- Occupations: Writer, producer, director
- Notable work: Fun Song Factory

= Will Brenton =

British director, producer, and writer

William Brenton is an English writer, producer and director who has worked in many areas of television and theatre, primarily through his companies Tell-Tale productions and Wish Films, both of which he founded with Iain Lauchlan. Together they gained six BAFTA nominations, as well as many other awards for their work together.
They won a 2000 BAFTA, Best Pre-School Live Action.

They first met as presenters on the BBC children's programme Playdays, where they presented the Tent Stop together. From there they went on the write and appear in the pantomimes at the Belgrade Theatre in Coventry, from 1991 up to 2000. These pantomimes are still performed all over the UK today by Imagine Theatre. During that time they created and produced many of the UK's favourite TV shows for children, including The Tweenies, Fun Song Factory, Boo! and BB3B. Later, as Wish Films, they also created Jim Jam and Sunny for ITV.

Brenton also directed Coronation Street and Emmerdale in the 1990s, and in 2010 he co-wrote and directed the very successful Doctor Who live tour, The Monsters Are Coming starring Nigel Planer, a sixteen-piece rock band playing the music of Murray Gold and playing in arenas all over the UK.

Will has also written children's books, his first titles Claude and Elephant White being released in 2011–2012, published by Egmont and Templar respectively.

More recently, Brenton has continued writing and directing shows for the Arena circuit, including CBeebies - Stars, Justin and Friends and CBeebies - The Big Band as well as writing and directing live shows for The Hairy Bikers and directing David Hasselhoff in Peter Pan at the Manchester Opera House.

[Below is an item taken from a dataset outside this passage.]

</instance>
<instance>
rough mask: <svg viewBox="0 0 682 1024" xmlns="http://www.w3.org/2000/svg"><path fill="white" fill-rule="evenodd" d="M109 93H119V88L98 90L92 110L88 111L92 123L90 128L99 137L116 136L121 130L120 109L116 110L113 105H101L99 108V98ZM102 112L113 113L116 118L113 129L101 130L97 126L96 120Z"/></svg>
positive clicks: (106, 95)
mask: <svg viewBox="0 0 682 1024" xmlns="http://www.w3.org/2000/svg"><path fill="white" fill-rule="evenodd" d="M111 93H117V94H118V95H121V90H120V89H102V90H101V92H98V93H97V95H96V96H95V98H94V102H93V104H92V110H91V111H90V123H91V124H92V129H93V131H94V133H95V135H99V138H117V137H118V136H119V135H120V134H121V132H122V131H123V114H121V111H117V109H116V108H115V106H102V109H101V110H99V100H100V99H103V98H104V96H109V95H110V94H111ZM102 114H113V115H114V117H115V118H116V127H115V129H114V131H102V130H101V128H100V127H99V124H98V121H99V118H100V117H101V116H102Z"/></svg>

In 2015, Will Brenton wrote and directed the next Basil Brush Live show and the next Justin and Friends - Mr Tumble's Circus arena tour.

He has also developed and produced Melody, a show for CBeebies about a partially-sighted girl and the stories she imagines when listening to classical music. A second series was produced in the Autumn of 2014.

Lauchlan left Wish Films in 2009, and Will ran the company with Helen Cadwallader. They went on to produce a TV adaptation of Mick Inkpen's Wibbly Pig books (nominated for a Gemini in Canada) and 64 Zoo Lane creator An Vrombaut's Dear Dragon books, which have aired on Disney Junior UK as Florrie's Dragons.